This article was originally published by Radio Free Europe/Radio Liberty and is reprinted with permission.
Russia’s Federal Security Service (FSB) says it has detained a U.S. citizen in Moscow over suspected spying.
The American — identified as Paul Whelan — was detained on December 28 and a criminal probe had been opened, the FSB was quoted as saying by the state-run TASS news agency on December 31.
The TASS report said Whelan could face between 10 to 20 years in prison if found guilty but disclosed no further details.
AMEICAN ARRESTED: Russia’s domestic security agency, the Federal Security Service, says it has arrested a U.S. citizen on espionage charges. https://t.co/6Y6B048hxW
— WRCB-TV (@WRCB) December 31, 2018
The announcement comes a day after Russian President Vladimir Putin said Moscow remained open to dialogue with Washington in a New Year’s greeting to U.S. President Donald Trump.

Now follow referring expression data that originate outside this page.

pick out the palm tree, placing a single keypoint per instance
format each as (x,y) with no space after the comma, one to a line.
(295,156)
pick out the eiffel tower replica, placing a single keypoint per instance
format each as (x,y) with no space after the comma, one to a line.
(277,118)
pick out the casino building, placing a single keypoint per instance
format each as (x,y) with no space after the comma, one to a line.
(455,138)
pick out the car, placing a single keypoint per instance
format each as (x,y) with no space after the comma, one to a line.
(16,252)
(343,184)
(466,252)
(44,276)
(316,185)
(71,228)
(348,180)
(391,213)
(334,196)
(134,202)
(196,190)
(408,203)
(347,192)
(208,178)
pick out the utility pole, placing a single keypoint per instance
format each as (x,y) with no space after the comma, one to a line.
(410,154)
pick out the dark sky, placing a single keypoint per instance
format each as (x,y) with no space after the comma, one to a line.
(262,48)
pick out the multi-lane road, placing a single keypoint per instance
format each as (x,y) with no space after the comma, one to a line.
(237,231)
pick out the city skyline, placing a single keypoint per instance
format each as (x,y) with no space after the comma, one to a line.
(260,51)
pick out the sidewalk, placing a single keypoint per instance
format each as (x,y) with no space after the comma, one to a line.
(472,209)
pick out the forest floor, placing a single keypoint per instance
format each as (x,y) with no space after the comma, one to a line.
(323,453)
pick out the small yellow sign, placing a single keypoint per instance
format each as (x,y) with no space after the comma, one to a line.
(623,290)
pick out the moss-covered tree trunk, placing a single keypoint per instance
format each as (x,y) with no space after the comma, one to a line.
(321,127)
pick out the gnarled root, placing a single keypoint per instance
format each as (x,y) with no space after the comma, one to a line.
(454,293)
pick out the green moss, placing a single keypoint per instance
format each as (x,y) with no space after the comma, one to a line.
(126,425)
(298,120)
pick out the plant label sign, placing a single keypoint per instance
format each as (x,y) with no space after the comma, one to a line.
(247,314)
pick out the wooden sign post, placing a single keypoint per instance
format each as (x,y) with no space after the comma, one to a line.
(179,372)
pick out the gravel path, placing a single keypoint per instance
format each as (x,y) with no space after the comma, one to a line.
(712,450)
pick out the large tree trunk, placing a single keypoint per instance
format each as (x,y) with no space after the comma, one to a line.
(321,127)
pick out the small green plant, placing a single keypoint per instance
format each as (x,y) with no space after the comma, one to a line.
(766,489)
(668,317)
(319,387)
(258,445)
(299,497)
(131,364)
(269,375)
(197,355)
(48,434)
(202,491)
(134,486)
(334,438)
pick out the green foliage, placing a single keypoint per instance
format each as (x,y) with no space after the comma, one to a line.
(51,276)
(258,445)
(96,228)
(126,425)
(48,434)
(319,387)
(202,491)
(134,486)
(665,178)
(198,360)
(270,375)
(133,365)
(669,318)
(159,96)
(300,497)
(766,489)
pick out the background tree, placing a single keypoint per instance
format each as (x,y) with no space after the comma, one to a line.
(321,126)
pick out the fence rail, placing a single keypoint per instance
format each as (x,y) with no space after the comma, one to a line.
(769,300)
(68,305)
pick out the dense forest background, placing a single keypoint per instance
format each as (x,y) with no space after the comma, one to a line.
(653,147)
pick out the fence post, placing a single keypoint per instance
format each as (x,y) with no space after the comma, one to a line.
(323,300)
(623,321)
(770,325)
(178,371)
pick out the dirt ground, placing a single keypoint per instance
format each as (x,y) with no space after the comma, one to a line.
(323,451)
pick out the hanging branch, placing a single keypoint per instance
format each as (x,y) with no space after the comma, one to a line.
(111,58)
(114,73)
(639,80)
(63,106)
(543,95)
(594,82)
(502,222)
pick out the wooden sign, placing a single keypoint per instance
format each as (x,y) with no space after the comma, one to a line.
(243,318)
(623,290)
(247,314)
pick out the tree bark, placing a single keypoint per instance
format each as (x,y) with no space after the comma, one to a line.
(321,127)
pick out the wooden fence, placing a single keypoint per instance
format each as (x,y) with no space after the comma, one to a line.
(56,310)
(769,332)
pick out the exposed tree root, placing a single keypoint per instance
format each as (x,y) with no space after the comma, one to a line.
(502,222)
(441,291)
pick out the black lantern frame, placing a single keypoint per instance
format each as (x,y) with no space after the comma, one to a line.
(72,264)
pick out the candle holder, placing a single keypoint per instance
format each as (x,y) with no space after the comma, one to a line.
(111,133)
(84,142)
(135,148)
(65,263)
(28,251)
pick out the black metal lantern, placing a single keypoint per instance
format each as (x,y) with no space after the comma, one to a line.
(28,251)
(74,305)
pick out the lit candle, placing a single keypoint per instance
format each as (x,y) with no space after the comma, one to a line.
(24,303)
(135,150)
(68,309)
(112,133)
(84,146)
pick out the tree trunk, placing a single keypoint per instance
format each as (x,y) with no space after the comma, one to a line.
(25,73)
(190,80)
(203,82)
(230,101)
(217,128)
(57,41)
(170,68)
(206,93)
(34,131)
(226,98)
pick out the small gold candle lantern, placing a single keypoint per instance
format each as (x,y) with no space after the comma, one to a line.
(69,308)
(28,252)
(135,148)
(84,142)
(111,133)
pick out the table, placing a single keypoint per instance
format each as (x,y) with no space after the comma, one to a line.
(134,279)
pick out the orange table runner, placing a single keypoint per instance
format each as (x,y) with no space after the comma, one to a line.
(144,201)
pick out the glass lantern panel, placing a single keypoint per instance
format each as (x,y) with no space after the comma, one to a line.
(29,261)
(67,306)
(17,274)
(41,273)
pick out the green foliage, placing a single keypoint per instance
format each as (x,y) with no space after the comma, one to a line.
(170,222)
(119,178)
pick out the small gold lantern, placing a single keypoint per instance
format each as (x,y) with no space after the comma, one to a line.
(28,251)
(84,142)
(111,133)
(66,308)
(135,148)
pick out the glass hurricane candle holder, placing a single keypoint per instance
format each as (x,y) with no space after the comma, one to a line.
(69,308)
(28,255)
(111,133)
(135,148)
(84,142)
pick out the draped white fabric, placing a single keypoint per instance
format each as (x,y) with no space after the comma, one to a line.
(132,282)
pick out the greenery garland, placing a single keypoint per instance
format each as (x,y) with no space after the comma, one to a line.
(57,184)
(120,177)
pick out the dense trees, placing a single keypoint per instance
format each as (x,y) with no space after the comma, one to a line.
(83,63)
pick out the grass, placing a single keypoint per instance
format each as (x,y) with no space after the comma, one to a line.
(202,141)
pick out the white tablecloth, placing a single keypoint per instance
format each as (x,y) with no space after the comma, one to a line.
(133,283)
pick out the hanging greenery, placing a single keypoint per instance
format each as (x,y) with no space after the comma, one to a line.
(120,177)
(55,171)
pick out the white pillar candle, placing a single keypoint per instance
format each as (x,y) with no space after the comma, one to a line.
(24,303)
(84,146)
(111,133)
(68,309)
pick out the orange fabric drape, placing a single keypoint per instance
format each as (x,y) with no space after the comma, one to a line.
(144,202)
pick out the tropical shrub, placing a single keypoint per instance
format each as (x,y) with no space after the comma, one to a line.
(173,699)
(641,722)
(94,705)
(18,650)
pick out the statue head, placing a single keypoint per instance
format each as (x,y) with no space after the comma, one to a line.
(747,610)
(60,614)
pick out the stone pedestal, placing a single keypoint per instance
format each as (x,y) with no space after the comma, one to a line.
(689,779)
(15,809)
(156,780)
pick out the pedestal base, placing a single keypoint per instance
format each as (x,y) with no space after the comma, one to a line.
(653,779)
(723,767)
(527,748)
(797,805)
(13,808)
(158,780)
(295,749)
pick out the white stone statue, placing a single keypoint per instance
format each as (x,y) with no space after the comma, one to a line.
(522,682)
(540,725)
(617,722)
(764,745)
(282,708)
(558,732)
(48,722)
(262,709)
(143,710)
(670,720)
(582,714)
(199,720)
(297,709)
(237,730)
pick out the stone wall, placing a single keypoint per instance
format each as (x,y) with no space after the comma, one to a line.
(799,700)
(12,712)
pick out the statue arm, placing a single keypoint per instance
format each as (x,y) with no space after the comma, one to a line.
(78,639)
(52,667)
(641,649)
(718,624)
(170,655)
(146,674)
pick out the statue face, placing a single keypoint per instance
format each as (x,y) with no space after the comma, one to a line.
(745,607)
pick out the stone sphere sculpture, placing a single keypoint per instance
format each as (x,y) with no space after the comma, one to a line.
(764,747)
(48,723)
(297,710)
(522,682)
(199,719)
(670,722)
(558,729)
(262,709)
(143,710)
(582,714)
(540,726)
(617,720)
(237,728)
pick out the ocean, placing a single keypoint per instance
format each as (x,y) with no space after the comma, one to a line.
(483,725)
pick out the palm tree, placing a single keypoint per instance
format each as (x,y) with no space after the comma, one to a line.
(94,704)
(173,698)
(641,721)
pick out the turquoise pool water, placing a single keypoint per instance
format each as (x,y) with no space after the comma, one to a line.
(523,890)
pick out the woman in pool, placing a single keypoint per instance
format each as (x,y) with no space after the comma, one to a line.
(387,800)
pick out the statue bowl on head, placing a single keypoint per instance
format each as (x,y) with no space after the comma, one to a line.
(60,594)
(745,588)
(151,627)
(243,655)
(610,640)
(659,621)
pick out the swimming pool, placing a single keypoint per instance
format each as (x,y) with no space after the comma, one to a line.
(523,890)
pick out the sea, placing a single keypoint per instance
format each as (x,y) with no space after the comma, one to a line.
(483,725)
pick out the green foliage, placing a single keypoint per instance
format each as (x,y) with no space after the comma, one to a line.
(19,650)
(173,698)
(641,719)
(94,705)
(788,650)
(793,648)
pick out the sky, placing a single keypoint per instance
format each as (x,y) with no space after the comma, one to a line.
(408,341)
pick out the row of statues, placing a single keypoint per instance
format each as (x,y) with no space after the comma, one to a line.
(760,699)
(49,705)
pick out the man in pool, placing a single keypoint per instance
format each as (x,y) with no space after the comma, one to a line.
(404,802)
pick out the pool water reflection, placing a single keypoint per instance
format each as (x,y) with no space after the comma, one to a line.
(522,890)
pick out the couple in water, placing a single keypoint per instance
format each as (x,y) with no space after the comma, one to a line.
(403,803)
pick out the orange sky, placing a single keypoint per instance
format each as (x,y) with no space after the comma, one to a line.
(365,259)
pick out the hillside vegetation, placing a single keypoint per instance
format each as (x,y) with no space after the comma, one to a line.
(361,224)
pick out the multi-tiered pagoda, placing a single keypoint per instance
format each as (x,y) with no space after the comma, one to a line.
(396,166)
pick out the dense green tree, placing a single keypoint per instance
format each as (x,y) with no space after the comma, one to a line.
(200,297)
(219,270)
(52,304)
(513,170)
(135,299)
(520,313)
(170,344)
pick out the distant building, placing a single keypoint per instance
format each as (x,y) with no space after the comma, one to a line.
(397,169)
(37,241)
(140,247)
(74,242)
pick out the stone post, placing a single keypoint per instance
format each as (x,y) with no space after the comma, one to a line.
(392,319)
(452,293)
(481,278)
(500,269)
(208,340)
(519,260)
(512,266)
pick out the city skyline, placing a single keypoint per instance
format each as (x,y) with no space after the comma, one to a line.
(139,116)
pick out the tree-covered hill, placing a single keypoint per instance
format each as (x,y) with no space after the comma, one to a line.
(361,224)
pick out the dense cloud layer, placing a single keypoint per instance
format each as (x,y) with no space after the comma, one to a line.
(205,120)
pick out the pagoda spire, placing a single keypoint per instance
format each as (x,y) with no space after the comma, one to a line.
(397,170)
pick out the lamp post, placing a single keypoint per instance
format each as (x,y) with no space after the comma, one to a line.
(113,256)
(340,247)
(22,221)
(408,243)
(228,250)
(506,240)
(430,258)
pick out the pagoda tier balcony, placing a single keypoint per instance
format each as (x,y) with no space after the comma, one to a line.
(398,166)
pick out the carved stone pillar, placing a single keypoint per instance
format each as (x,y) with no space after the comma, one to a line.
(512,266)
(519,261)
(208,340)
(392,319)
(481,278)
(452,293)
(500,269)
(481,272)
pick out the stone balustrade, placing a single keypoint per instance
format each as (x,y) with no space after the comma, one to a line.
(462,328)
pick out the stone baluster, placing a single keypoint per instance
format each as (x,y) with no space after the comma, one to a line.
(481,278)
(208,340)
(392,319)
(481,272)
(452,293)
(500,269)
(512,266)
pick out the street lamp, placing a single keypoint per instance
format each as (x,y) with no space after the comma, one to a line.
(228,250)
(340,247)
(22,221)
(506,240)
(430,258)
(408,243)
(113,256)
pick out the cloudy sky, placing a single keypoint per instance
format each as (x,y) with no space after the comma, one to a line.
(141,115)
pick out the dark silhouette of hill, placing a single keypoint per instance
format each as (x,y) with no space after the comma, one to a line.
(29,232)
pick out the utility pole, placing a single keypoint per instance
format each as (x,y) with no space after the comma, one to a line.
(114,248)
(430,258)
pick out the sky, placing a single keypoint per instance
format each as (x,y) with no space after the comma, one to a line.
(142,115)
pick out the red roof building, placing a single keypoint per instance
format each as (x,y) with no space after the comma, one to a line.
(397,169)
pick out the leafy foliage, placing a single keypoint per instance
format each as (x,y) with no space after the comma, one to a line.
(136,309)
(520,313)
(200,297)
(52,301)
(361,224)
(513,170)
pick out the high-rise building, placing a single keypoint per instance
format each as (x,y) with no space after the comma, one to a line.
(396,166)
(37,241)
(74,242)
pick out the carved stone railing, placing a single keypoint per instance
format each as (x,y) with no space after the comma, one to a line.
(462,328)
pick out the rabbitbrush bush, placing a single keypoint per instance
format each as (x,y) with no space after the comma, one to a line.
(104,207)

Relations between the United States and Russia remain strained over a raft of issues including Russia’s role in wars in Syria and eastern Ukraine, its alleged meddling in elections in the United States and elsewhere, and the poisoning of a Russian double agent in Britain.
At the end of November, Trump abruptly canceled a planned meeting with Putin on the sidelines of a Group of 20 summit in Argentina, citing tensions after Russian forces opened fire on Ukrainian Navy boats before seizing them and capturing 24 Ukrainian sailors.
The detention of Whelan comes weeks after a Russian woman pleaded guilty in a U.S. court to acting as an agent for the Kremlin. Maria Butina allegedly tried to infiltrate the National Rifle Association in hopes of influencing U.S. policies in favor of Moscow.
The Kremlin has denied that Butina is a Russian agent and has organized a social-media campaign to secure her release.
In the past, Russia has arrested foreigners with the aim of trading prisoners with other countries.
In his annual year-end news conference on December 20, Putin said Russia would “not arrest innocent people simply to exchange them for someone else later on.”